Dolayısıyla Mayıs 2024’te işçi örgütlenmesinde bir paradigma değişiminin başlangıcında olabiliriz. Ancak işçi sendikaları, emek ile sermaye arasındaki güç dengesini değiştirmek için yeterli değil. Bu aynı zamanda siyasi eylem de gerektirir. Avrupa’da sendikalar 19. yüzyılın sonlarında sosyalist partiler tarafından kuruldu; İngiltere’de sendikalar, işçileri siyasi arenada temsil etmek için İşçi Partisi’ni kurdu. İşyerindeki mücadele, ancak tüm güç sistemini değiştirmek için verilen siyasi mücadele ile birleştirildiğinde kazanımlar elde etmekte başarılı olabilir.

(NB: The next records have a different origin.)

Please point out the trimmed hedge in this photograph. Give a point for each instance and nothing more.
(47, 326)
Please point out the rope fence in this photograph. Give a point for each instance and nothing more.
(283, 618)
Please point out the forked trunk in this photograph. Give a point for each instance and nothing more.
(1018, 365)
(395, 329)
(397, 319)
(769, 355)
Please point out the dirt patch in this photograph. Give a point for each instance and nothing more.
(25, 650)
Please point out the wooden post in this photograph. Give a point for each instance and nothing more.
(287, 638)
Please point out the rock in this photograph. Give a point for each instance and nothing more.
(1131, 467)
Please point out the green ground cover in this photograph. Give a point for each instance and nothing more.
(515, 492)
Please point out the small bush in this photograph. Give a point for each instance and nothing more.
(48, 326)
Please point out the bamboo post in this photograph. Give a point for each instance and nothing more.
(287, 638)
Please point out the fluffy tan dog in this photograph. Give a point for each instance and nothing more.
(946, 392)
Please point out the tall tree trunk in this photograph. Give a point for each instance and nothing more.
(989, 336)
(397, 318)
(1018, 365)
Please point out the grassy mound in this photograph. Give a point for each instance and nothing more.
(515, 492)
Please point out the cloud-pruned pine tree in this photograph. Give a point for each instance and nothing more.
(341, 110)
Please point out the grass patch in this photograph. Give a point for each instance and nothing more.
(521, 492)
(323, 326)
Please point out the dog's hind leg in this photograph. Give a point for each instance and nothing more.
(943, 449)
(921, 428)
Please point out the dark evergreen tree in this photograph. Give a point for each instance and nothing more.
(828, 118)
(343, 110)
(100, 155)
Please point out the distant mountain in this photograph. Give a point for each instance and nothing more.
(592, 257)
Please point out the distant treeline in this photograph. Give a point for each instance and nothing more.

19. yüzyılda, sekiz saatlik çalışma günü mücadelesi, ABD ve Avrupa’daki 1 Mayıs yürüyüşlerinin temel özelliğiydi. Bu kazanım ancak 20. yüzyılda sendika hareketleri ve siyasi yasaların birleşmesiyle elde edilebildi. 21. yüzyılda ise mücadele, önümüzdeki on yılda küresel çapta 300 milyona kadar işi tehdit eden yapay zekâ otomasyonuna karşı verilecek. İşçi sınıfının cevabı, yeni teknoloji nedeniyle işsiz kalanlar için dört günlük çalışma haftası, sosyal destek ve yeniden eğitim olmalıdır. Bu, sermayeye karşı emek mücadelesine adanmış yeni, güçlü sendikalar ve siyasi partilerin bir kombinasyonunu gerektirecektir.